The MPP package includes a Snakemake workflow that automates lumping and plot generation across multiple molecular systems and kernel configurations.


Prerequisites

  • Snakemake installed in the environment
  • MPP installed (the workflow uses the mpp.yml conda environment spec in workflow/)
  • Input data organized as described below

Directory Structure

Copy the workflow/ directory into your working directory alongside your data:

<workdir>/
├── workflow/
│   ├── Snakefile
│   ├── lumpings.yml
│   ├── mpp.yml
│   └── ...
└── example/                    # data root (configurable)
    └── <SystemName>/
        ├── input/
        │   ├── config.yml
        │   ├── traj            # microstate trajectory
        │   └── feature_traj   # multi-feature trajectory
        └── results/
            └── <lumping>/
                ├── Z.npy
                └── *.pdf

The data_root defaults to "example" and can be overridden from the command line without editing the Snakefile:

snakemake --config data_root=mydata ...

Configuration Files

Per-system config: <data_root>/<SystemName>/input/config.yml

Specifies input file paths and lumping parameters. See docs/usage_cli.md for the full key reference.

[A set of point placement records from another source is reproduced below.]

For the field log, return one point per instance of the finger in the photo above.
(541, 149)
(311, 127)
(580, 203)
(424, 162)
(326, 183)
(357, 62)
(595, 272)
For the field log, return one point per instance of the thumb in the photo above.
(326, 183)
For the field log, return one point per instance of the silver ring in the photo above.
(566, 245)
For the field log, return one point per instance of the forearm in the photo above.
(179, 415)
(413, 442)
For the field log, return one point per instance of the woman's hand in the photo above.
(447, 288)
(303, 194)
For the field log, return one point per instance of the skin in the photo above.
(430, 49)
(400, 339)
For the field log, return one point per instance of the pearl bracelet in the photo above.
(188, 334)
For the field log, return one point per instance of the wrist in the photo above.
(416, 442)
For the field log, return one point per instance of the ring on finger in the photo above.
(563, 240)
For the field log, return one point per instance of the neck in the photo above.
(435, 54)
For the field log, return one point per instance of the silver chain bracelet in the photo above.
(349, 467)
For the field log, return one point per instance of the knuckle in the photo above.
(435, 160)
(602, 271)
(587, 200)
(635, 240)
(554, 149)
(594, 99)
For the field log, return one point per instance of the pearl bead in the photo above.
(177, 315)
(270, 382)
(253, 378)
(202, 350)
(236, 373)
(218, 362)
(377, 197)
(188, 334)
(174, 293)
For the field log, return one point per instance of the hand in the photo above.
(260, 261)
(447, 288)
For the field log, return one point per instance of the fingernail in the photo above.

source: example/SampleSystem/input

microstate_trajectory: traj
multi_feature_trajectory: feature_traj

lagtime: 20
pop_thr: 0.15
q_min: 0.5
frame_length: 0.2  # in ns / frame — required

Lumping definitions: workflow/lumpings.yml

Defines named lumping configurations. Each entry maps a lumping key to kernel_similarity (d) and feature_kernel (g) values.

t:
  kernel_similarity: T
  feature_kernel: none

kl:
  kernel_similarity: KL
  feature_kernel: none

t_js:
  kernel_similarity: T
  feature_kernel: JS

kl_js:
  kernel_similarity: KL
  feature_kernel: JS

js:
  kernel_similarity: none
  feature_kernel: JS

These keys become the {lumping} wildcard in Snakemake rules.


Workflow Rules

gen_Z — Run lumping and save Z matrix

Produces <data_root>/{system}/results/{lumping}/Z.npy.

Invokes:

python -m MPP.run {config} {d} {g} -Z {output}

plot — Generate a single plot

Produces <data_root>/{system}/results/{lumping}/{plot}.{ext} where {ext} is pdf or png.

Invokes:

python -m MPP.run {config} {d} {g} -Z {Z} -p {plot} -o {output}

plot_all — Generate all standard plots

Collects: sankey, dendrogram, ck_test, timescales, contacts, macrotraj, state_network, transition_matrix, transition_time in both pdf and png formats, plus macrostate_trajectory.txt. Most plots require only the microstate trajectory and feature trajectory. The contacts plot additionally requires cluster_file to be set in the system config — if absent, the rule will fail for that plot.

plot_all_rmsd — Generate RMSD plots

Collects: rmsd, delta_rmsd in both pdf and png formats. Requires topology_file and xtc_file in the system config.

rmsd_CA / rmsd_feature — Compute RMSD

Produces RMSD .npy and mean frame index .ndx files. Requires topology_file and xtc_file to be set in the system config.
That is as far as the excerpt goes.